Качалов усердно посещал генеральные репетиции, заходил после каждого
действия в уборную Болдумана и давал ему советы - умные, тонкие и
дружелюбные.
На другой день Пыжова и Никритина полувозлежали на нашей неперсидской
тахте. Я сидел на подоконнике, заложив ногу на ногу.
Они болтали о женщинах. О Дункан, Об Алисе Коонен, о Зинаиде Райх.
Прислушиваясь одним ухом, я подумал: "Удивительно! Они еще ни разу..." И в
то же мгновение Пыжова спросила:
- А сколько лет Коонен?
Я обрадовался: "Вот теперь все в порядке - самый волнующий вопрос задан!"
Никритина вздохнула:
- Не знаю, право. Но, несомненно, я скоро догоню ее. Алисе, видишь ли, с
каждым годом делается все меньше и меньше, а мне, как идиотке, прибавляется.
Это кошмар какой-то!
- А сколько лет Айседоре Дункан? - спросила меня Пыжова.

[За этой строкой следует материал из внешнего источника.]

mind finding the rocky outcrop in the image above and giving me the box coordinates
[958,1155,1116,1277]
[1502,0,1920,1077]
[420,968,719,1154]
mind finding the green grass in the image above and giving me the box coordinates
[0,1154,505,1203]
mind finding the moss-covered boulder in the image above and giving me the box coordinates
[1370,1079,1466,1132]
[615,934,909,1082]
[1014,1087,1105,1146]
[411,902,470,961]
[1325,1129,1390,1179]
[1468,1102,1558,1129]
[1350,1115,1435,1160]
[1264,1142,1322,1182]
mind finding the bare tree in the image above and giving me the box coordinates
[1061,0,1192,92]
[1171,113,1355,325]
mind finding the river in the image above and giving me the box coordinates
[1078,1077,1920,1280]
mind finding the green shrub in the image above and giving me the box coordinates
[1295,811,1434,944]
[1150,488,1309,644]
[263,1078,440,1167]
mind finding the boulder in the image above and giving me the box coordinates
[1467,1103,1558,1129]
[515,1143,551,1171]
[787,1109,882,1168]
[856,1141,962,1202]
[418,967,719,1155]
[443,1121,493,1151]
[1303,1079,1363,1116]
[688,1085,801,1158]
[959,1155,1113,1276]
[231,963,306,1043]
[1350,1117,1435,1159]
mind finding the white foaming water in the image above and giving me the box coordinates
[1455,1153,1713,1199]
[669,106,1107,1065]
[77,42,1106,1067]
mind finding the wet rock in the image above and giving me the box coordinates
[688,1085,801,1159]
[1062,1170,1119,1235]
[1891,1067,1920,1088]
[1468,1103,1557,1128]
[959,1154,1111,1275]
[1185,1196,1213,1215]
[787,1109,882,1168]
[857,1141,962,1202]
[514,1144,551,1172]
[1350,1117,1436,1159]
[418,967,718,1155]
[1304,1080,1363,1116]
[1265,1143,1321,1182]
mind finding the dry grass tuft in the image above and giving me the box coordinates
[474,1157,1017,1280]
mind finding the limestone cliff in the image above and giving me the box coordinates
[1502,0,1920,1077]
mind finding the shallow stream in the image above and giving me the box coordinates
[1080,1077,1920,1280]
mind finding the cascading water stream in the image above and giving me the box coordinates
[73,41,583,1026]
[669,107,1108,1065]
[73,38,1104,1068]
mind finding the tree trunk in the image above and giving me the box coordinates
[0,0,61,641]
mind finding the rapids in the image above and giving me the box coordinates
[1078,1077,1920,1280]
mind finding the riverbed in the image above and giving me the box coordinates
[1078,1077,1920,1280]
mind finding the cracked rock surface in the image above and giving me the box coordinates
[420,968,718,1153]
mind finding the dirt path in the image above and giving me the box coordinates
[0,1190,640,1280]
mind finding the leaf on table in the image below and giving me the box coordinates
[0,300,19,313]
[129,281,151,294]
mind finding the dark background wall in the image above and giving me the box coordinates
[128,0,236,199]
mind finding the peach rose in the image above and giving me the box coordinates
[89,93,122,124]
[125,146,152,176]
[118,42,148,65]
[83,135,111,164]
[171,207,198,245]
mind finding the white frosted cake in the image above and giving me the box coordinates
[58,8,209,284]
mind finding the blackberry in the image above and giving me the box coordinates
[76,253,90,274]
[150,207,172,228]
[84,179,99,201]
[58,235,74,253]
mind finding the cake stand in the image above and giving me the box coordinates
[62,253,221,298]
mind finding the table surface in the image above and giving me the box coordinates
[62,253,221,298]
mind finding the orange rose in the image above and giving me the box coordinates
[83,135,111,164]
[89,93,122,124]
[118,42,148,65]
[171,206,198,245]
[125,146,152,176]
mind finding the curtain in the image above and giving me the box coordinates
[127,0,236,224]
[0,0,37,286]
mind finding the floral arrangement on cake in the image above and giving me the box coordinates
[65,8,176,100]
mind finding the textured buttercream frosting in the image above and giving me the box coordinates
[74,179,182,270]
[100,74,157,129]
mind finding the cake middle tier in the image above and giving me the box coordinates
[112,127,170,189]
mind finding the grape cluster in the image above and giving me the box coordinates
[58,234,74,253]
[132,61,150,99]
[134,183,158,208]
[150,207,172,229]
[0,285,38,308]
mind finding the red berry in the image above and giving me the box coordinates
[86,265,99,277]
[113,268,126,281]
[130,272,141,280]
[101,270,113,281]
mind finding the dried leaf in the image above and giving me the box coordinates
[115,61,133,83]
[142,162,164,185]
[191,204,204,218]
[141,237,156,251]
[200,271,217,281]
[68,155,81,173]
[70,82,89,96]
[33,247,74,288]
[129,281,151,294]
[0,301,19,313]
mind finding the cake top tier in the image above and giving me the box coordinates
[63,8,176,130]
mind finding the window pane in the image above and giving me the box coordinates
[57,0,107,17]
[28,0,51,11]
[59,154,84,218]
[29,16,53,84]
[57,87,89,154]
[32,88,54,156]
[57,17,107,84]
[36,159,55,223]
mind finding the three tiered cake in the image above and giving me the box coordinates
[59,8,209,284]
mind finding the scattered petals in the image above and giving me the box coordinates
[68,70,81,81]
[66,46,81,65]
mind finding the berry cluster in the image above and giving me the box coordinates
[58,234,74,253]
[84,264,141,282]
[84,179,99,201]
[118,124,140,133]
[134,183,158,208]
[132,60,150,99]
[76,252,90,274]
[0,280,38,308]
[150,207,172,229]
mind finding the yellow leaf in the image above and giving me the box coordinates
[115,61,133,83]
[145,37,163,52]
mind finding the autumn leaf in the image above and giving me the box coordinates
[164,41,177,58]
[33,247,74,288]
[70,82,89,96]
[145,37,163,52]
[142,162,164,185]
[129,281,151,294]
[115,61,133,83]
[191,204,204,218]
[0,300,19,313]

- Этого, Оля, не знает даже Британская энциклопедия, которая знает все.
Пыжова уверенно сказала:
- Самое глупое устраивать тайну из своего возраста. Надо ляпать
начистоту! Не убавляя! Тогда и публика прибавлять не будет. Она не очень-то
добрая, эта публика. Морщинки актрис в бинокль подсчитывает.
- К тому же, - добавил я, - слава здорово старит. Вот хохлушки из Полтавы
будут говорить: "Эта Никритина при Февральской революции уже была
знаменитостью!"
- Ужас!.. А мне в Полтаве шестнадцать лет было!
- Семнадцать, Нюшенька.
- Отстань! Это безразлично.
- Моя теща, - продолжал я, - к счастью, не актриса. А попробуйте узнайте
у нее год рождения!
- У-у! Мама сразу ответит: "Зачем вам это надо? Вы, что ли, хотите из
меня борщ варить?"
- Вот сумасшедшая старушка! Прости, пожалуйста, Нюша, - сказала Пыжова.
Я очистил для женщин по мандарину и, угостив их, спросил:
- А сколько тебе, Оля?
Пыжова побледнела.
- Ты в каком году родилась, голубка?
- Вот в каком! - прошипела Пыжова.
И, сверкнув через очки разноцветными глазами, показала мне крупную дулю.
- Ну и хам же у тебя муж, Никришка!
И, прижавшись щекой к ее щеке, Пыжова сказала:
- Ты, Нюшка, молодая женщина, а я... - И поправила очки на носу. Она еще
не привыкла к ним. дая женщина". А я "еще моло- Это очень тонко сказано,
Оля!
- Запиши. Пригодится для будущих мемуаров.
- Для этого, Оля, у меня существует голова. Записную книжку потерять
можно.
- Голову тоже.
- Сколько лет Василию Ивановичу? - спросила Никритина.
- Наш Васенька собирается Чацкого играть. Вот и считай. Чацкому-то
сколько? Столько будет и Качалову. Эти проклятые мужчины вечно молоды.